Charter Tp. of Lansing v. Ingham County Drain Com'r

Court of Appeals of Michigan - December 2, 2014 - Not Reported in N.W.2d - 2014 WL 6778948

The Charter Township of Lansing appealed two separate orders denying it relief regarding a very expensive drain project for which the Township was assessed a substantial portion of responsibility.

In the first order, the trial court dismissed for a want of subject-matter jurisdiction the Township’s claim that the apportionment constituted a deprivation of property without due process. In the second order, the trial court denied the Township’s petition for certiorari review of the Drainage Board of Review’s final determination upholding the apportionment.

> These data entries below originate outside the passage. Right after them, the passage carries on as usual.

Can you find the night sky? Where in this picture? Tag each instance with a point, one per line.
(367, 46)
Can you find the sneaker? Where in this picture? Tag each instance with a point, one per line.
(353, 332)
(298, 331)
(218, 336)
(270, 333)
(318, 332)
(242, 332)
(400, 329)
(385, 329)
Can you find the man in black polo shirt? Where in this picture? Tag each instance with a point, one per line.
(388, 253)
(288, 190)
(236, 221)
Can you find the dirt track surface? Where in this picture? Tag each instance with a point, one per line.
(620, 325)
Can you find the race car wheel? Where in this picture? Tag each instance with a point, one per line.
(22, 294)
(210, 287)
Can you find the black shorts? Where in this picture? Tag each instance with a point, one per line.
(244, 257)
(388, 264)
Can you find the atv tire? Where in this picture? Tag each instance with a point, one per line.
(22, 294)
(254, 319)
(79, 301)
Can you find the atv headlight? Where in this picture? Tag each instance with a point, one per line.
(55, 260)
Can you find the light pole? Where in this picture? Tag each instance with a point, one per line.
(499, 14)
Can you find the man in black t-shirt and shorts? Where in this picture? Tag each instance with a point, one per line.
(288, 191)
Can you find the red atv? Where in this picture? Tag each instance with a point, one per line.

The Court of Appeals affirmed, finding that the Township had not shown that the trial court clearly erred in finding the Board of Review’s conclusion to have been based on competent, material, and substantial evidence on the whole record and to have not been a product of an incorrect application of the law.

“The Township has simply not shown that the trial court clearly erred in finding that the Board of Review’s decision was either arbitrary or not based on competent, substantial, and material evidence on the whole record. The fact that there is no precise formula specifying the apportionment is not fatal; a certain amount of subjective ‘judgment call’ is inherent in the operation of a drain commissioner and a board of review. The Township provides no evidence tending to show that it would not be benefitted by the Drain; indeed, it concedes the opposite. Rather, the Township’s arguments largely amount to an assertion that the apportionment is disproportionate either because the absolute dollar value is extremely high or because the drain will not directly benefit each individual parcel of property within the Township, neither of which is a valid reason for overturning an apportionment. Courts generally will not reverse drain proceedings ‘except for very substantial faults.’ The Township has not articulated a legally cognizable substantial fault in the apportionment at issue here, so we cannot disturb it, even if the financial burden will be, as seems likely, quite significant.